A dataset of high-resolution plantar pressures for gait analysis across varying footwear and walking speeds
This dataset addresses a data gap for researchers in biometrics, biomechanics, and deep learning, enabling advancements in gait recognition and analysis, though it is incremental as it primarily provides new data rather than novel methods.
The authors tackled the lack of large, publicly accessible datasets for underfoot pressures during walking by introducing the UNB StepUP-P150 dataset, which includes high-resolution plantar pressure data from 150 individuals with over 200,000 footsteps across varying speeds and footwear conditions, establishing a new benchmark for gait analysis.

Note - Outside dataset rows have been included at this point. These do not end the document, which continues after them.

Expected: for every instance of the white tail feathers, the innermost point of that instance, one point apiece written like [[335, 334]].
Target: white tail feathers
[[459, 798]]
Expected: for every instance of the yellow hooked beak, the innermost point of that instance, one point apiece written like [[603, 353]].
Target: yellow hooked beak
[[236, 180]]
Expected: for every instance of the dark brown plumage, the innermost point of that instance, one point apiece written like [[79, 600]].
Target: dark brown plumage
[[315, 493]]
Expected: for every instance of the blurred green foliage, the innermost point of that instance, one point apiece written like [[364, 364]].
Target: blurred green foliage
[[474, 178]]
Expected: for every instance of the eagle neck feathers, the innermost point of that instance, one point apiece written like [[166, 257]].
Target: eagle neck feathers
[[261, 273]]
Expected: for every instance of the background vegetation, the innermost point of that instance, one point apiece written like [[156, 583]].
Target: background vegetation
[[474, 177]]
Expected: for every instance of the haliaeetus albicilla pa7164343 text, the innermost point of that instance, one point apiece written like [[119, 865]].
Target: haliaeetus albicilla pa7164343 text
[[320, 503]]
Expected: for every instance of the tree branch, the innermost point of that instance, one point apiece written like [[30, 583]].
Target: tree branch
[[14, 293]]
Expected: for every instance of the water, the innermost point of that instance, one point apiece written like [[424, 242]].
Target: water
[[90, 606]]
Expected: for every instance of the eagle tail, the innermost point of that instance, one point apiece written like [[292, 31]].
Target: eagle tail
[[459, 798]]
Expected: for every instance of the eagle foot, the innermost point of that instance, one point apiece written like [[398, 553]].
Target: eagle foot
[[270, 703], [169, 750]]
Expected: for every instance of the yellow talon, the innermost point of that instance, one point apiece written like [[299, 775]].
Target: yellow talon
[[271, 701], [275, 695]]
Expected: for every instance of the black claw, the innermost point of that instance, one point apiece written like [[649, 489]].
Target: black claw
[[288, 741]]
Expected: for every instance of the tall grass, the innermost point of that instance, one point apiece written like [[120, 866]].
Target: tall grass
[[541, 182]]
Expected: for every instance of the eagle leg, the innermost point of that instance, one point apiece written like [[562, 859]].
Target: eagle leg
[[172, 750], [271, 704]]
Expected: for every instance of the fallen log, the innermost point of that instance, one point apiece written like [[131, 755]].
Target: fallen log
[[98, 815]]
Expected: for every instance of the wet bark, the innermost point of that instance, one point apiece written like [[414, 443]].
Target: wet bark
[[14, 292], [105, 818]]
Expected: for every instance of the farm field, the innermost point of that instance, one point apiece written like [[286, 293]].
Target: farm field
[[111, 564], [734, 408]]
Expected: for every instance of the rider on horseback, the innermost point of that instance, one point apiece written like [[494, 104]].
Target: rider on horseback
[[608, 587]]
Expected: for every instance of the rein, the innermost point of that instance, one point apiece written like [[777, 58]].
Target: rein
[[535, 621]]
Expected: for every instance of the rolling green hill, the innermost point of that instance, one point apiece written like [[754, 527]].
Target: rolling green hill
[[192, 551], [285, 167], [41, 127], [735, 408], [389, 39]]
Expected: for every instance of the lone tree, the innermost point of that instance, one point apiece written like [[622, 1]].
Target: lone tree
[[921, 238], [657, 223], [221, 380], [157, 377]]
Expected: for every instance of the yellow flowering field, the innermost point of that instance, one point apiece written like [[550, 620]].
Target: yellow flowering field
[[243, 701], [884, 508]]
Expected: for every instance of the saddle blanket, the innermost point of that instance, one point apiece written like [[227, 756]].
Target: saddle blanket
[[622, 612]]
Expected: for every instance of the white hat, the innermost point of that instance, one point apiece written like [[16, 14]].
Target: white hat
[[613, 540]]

Gait refers to the patterns of limb movement generated during walking, which are unique to each individual due to both physical and behavioral traits. Walking patterns have been widely studied in biometrics, biomechanics, sports, and rehabilitation. While traditional methods rely on video and motion capture, advances in plantar pressure sensing technology now offer deeper insights into gait. However, underfoot pressures during walking remain underexplored due to the lack of large, publicly accessible datasets. To address this, we introduce the UNB StepUP-P150 dataset: a footStep database for gait analysis and recognition using Underfoot Pressure, including data from 150 individuals. This dataset comprises high-resolution plantar pressure data (4 sensors per cm-squared) collected using a 1.2m by 3.6m pressure-sensing walkway. It contains over 200,000 footsteps from participants walking with various speeds (preferred, slow-to-stop, fast, and slow) and footwear conditions (barefoot, standard shoes, and two personal shoes), supporting advancements in biometric gait recognition and presenting new research opportunities in biomechanics and deep learning. UNB StepUP-P150 establishes a new benchmark for plantar pressure-based gait analysis and recognition.